I stared, open-mouthed, at my phone. He was in the
bathroom
? What the heck did he expect me to do, give it a shake when he was done?

I pushed my way through the crowd, fairly certain that people were fondling not only my rear end, but my sword as well. Finally I arrived at the very back of the bar where the bathrooms were located only to find myself refused entrance by a stern, uniformed police officer. A few texts to Tremelay and I saw him pop out of the silver-painted metal door and wave at the officer to let me through.

“What’s going on?” I asked the detective. The burly officer had been smack outside the men’s room. Whatever was going on, it had to be big to shut down the only place for guys to pee in a bar at full occupancy. Was there a celebrity in there doing number two? Because I couldn’t imagine any other reason for the cops to be guarding a bathroom.

Guarding a
stinky
bathroom. I wrinkled my nose as Tremelay opened the door. And I quickly realized that the stench wasn’t from someone who’d suffered burrito-induced food poisoning, but from a body which had been dead long before the band took the stage.

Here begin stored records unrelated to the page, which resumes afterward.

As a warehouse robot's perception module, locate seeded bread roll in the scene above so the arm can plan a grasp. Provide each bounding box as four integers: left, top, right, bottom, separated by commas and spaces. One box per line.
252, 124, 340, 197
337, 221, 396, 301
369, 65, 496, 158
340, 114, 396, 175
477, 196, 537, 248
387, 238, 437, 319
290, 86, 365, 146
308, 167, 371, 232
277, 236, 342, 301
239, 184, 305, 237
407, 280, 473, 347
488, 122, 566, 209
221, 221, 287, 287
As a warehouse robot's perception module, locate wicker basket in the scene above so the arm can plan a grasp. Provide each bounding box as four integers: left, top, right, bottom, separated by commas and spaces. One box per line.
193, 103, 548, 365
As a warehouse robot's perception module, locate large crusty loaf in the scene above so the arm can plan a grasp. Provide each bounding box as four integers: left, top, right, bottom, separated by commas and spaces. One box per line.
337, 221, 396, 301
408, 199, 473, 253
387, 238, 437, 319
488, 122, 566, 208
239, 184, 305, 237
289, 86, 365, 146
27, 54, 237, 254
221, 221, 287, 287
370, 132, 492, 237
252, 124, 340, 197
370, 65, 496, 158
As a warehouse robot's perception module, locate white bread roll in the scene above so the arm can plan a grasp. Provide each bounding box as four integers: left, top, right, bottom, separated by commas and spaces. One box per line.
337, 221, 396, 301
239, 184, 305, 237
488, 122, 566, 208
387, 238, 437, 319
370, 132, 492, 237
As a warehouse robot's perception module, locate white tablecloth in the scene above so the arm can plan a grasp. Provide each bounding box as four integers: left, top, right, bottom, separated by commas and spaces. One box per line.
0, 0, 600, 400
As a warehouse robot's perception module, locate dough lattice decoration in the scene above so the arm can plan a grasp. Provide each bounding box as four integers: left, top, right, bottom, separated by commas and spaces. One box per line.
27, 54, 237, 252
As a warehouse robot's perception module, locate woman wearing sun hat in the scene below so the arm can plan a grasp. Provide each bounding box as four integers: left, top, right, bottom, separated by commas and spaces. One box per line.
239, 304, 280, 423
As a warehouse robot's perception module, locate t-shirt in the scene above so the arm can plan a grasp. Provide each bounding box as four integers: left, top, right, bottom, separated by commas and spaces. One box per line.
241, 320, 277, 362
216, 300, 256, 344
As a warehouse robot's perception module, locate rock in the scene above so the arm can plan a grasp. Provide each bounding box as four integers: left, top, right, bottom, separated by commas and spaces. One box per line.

“Bodies.” I’d never seen Tremelay look so pissed. “Two skinned bodies in one of the stalls. Fuck knows how long they’ve been there. People have been complaining about the smell since the place opened, but no one thought to check in the stall until just now. And these ones were posed. They look like they’re having sex. And yes, they’re both skinned.”

I peeked in the doorway of the stall and wished I hadn’t. The bodies were posed in a position that held sexual innuendo. I thought back on Chuck’s and my conversation about teenage pranks. The dead body falling out of the closet on top of me fit with that theme, too. Perhaps the one in the cooler had been destined for a prank along with Amanda Lewis’s corpse, if only her boyfriend hadn’t interrupted.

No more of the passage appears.